ShannonThat term really resonates -- diffusion of energy. I can feel it physically and cognitively. My mind wanders, and my energy is just out there with no direction. I had a perfect example of this just yesterday. I got on a Zoom call to change one setting before a client session, and suddenly I noticed all this new functionality I didn't know about. I went into a full rabbit hole. I pulled my client into it with me. I couldn't tell you what that meeting was originally supposed to be about -- all I remember is Zoom. That was a whole hour of my life.
ConradWe can all relate to that. So what do you do to come back?
ShannonHonestly, I didn't do a great job in that moment. In retrospect, the move was to just close the new features, change the one setting I needed, and return to what I was there to do. Self-management. But it's hard when you're activated. The thing that has been helping me more recently is this: before I start anything, I name what's important and why. I say it to myself explicitly -- "I am choosing to do this, and this is what makes it matter." When I do that, I'm calmer while I'm in it, and I feel genuinely energized when I finish.
ConradThat's the first handle: name the true priority. One or two words that you can write down or say to yourself -- what is this really about? What am I actually here to do? That act of naming brings focus back into the body. The second piece I want to add is the internal conversation that goes: "is this even the most important thing I could be doing right now?" That question, running in the background while you're trying to work, is one of the biggest energy drains I see in leaders.
ShannonThat's exactly it. That story costs a lot. It's like trying to run two programs at once. So the move is to consciously close it -- to say: I am choosing this. This is my priority right now. And then to hold that with determination.
ConradDetermination. I have a client who writes every morning -- commits to thirty minutes. What I've come to love about them is that they celebrate after that thirty minutes. Not for what got written. For the focus itself. That celebration reinforces the practice and builds the capacity to do it again tomorrow.

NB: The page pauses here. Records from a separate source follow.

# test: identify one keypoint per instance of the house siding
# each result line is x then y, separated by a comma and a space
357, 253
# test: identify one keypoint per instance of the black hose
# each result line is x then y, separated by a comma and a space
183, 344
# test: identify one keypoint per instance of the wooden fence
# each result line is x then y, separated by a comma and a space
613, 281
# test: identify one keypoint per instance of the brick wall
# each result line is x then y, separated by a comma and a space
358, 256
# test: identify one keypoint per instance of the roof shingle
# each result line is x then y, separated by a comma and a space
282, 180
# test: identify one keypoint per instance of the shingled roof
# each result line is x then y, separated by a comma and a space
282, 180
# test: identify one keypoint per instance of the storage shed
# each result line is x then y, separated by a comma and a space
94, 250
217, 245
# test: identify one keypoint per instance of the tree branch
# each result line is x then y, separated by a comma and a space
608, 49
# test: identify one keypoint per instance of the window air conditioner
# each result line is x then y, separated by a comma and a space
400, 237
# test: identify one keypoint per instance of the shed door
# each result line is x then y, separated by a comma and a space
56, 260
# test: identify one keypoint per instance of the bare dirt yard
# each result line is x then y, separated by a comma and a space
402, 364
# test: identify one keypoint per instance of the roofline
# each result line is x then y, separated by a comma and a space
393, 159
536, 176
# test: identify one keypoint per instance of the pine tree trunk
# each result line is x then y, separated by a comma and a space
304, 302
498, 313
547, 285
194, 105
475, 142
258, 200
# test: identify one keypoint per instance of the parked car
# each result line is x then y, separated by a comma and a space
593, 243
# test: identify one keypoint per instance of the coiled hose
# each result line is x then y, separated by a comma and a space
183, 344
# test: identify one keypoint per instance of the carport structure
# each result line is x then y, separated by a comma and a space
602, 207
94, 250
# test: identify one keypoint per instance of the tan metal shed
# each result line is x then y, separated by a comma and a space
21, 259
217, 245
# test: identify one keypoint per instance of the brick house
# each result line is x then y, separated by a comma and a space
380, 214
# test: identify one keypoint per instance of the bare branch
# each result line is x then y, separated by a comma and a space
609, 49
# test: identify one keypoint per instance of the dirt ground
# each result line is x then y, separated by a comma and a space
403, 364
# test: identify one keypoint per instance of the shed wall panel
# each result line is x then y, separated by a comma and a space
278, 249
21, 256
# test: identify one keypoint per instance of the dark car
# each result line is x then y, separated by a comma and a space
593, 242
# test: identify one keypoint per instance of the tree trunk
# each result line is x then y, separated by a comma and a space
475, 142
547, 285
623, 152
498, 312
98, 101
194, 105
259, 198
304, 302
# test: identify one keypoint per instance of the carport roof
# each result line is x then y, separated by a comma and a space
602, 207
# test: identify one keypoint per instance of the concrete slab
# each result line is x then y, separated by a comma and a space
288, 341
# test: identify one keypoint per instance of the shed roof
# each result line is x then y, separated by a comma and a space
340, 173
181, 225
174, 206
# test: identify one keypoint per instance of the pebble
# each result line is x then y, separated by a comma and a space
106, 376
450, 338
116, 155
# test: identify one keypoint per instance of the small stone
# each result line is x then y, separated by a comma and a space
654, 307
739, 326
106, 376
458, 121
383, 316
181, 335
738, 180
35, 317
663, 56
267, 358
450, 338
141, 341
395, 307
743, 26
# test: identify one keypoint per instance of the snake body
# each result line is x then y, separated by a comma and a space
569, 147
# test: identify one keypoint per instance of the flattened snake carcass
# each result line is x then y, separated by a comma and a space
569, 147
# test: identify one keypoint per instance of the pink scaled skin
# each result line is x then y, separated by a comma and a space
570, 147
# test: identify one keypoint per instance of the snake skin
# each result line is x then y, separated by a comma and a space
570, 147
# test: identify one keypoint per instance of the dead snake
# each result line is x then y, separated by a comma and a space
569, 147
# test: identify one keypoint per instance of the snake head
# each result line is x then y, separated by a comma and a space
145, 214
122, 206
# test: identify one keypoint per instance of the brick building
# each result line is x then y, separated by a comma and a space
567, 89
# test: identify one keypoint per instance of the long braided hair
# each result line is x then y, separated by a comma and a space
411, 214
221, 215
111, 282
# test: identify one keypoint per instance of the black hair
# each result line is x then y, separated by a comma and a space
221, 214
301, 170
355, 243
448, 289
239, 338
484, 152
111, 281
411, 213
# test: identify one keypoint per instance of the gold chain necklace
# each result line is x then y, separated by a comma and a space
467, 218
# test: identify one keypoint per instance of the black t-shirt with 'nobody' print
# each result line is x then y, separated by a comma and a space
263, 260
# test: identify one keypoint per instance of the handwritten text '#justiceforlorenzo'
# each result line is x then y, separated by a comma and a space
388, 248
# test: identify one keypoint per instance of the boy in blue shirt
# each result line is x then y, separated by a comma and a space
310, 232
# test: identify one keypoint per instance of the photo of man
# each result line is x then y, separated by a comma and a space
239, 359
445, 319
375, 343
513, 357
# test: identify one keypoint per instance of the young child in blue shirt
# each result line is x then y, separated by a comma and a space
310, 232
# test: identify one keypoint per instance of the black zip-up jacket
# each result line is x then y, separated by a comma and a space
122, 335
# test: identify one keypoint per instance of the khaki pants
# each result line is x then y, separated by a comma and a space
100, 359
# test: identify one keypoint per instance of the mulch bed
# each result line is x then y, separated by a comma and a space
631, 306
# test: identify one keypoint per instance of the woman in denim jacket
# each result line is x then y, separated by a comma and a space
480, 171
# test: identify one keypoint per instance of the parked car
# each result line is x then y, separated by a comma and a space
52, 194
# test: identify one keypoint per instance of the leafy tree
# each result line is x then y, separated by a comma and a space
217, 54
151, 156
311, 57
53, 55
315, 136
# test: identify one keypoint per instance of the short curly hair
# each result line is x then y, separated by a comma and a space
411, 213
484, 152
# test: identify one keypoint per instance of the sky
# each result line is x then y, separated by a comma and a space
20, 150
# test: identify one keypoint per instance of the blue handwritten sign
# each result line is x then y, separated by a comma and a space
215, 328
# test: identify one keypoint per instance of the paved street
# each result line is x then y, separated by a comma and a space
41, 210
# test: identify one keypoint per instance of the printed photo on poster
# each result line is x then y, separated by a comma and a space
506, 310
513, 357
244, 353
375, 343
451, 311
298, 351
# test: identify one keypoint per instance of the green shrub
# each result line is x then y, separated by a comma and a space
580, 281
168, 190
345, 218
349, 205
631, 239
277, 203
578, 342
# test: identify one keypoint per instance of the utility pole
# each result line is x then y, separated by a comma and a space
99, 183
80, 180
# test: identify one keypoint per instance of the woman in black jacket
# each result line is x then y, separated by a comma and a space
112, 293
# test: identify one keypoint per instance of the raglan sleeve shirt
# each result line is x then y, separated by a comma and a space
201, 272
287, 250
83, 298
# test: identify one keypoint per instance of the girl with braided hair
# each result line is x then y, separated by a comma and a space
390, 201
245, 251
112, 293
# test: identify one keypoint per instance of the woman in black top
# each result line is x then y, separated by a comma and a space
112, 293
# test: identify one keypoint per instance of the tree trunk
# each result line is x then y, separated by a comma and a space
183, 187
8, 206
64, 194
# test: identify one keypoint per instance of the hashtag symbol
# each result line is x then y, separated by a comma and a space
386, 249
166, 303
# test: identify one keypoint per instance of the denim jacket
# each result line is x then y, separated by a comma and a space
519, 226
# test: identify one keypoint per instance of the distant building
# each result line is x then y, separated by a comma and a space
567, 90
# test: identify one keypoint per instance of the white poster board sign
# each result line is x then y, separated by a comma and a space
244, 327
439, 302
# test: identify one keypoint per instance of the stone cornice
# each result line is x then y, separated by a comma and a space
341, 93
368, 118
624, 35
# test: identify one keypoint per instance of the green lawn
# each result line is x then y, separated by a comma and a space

ShannonAnd I want to say something about the determination piece specifically. A lot of what is distracting us right now was designed to distract us -- designed to pull us off course, out of our purpose, out of our power. So when you choose to close the scroll and do the work instead, that is an act of genuine resistance. It is winning something. And that feeling of winning -- of having overcome something in service of something larger -- is worth naming and celebrating.
ConradTwo simple things, then: name the priority before you begin, and celebrate the focus when you're done. Not the output -- the act of focusing itself. It may feel simple. I happen to think simple is exactly what's needed right now.
ShannonWe don't need more complexity. We need tools we can actually use. Thanks for being here -- we'll see you next time.
Transcript lightly edited for readability.